GEBRAKAN Menteri Keuangan Purbaya Yudhi Sadewa menyentak sektor keuangan. Pak Menteri baru ini bilang akan menarik dana pemerintah dari Bank Sentral sebanyak 200 triliun rupiah.

Dana itu selanjutnya akan ditempatkan ke bank-bank pemerintah, untuk disalurkan sebagai kredit kepada dunia usaha. Supaya lebih produktif, memutar roda perekonomian lebih cepat lagi.

Semula banyak orang apriori. Ini menteri asal bunyi. Bukankah pemerintah kesulitan keuangan. Proyek Makan Bergizi Gratis (MBG) aja ngos-ngosan dananya. 

Transfer Keuangan Daerah (TKD) dipangkas. Berbagai proyek berbiaya APBN dievaluasi dan direvisi. 

Itu semua membuat masyarakat berasumsi pemerintah kesulitan keuangan.

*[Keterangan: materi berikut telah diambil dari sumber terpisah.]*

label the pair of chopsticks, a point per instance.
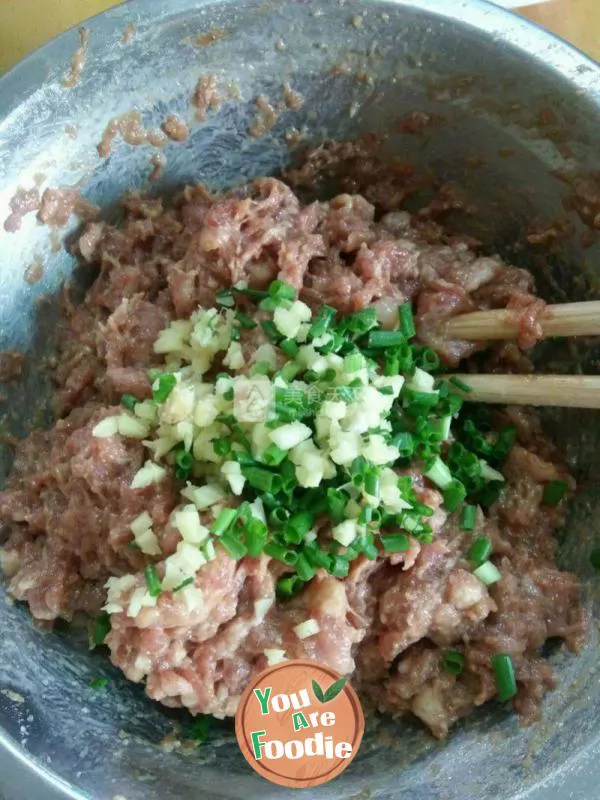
(568, 319)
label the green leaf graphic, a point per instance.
(335, 688)
(318, 692)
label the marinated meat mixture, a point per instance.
(415, 626)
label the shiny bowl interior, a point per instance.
(516, 117)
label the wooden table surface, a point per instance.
(24, 24)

Ternyata banyak dana pemerintah diparkir di bank sentral.

Sewaktu masih Redaktur Ekonomi Kompas, saya banyak berinteraksi dengan Purbaya. Membaca dan mengedit tulisannya sebelum dimuat di Kompas. Belasan tahun silam. 

Sudah lama saya tidak berkomunikasi dengannya. Tetapi saya yakin keputusannya pasti didasari riset yang mendalam. Ia peneliti dan periset pada Danareksa Research Institute. Mikir, bicara dan bertindak pasti didasari data. Bukan seperti kebanyakan orang, yang bicara dulu baru mikir.

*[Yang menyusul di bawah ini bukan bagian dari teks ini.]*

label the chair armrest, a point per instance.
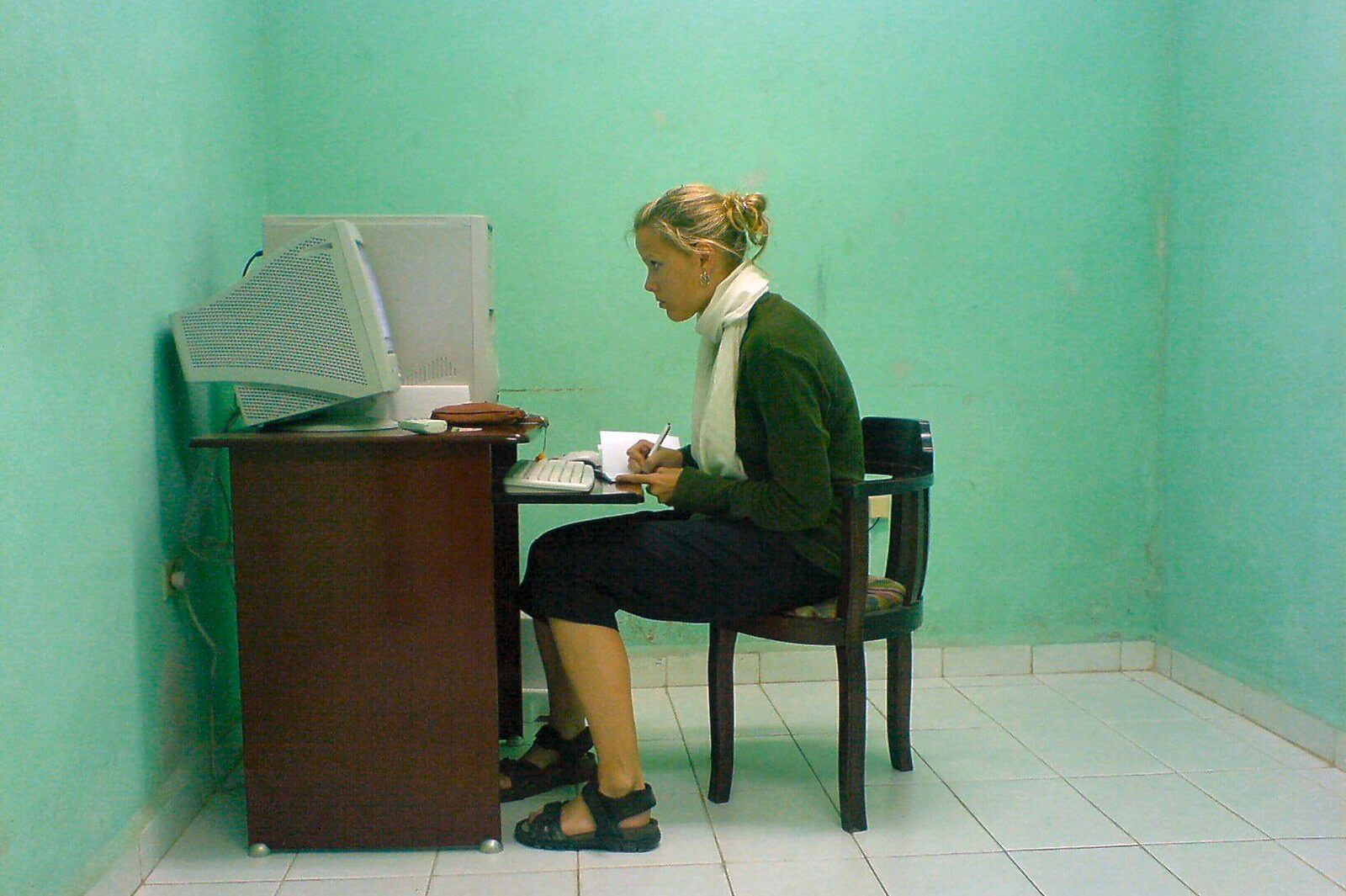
(888, 486)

Memang begitu gayanya. Bicara maupun tulisannya. Apa adanya, tapi berbasis data. Bukan hanya data sesaat tapi data yang punya historikalnya.

Tidak butuh waktu lama. Menkeu yang dinilai bergaya "selengean" dan berbicara enteng ini mengeksekusi apa yang diucapkannya. "Biar direksi bank-bank itu mikir, kerja," kata Purbaya.

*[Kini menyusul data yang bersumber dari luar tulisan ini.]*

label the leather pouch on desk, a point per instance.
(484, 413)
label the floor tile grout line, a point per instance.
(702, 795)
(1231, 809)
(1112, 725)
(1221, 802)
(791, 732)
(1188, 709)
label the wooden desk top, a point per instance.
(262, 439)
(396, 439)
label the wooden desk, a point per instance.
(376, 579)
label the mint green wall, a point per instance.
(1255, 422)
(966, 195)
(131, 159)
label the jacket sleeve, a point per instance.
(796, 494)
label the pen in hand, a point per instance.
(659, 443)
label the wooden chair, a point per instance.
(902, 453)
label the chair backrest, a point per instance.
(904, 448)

Timbul pertanyaan. Apakah perbankan kekurangan likuiditas untuk dikonversi menjadi kredit, sehingga Menkeu menggelontorkan dananya ke perbankan?

Sebenarnya tidak juga. Selain memperkuat likuiditas perbankan, tujuannya juga supaya memacu perbankan untuk bergerak lebih aktif dan dinamis. 

Tidak duduk manis menikmati spead bunga antara kredit dan simpanan masyarakat yang biasa disebut DPK (dana pihak ketiga). Bisa jadi juga langkah itu untuk memacu bank menekan suku bunga pinjaman (kredit). 

Ada benarnya. Dunia usaha suka bunga kredit yang rendah. Setidaknya rasional. Tetapi, suku bunga kredit perbankan dinilai masih tinggi. Ini juga salah satu kesimpulan Bank Sentral, mengapa penyaluran kredit dianggap belum kuat mendorong akselerasi perekonomian lebih cepat.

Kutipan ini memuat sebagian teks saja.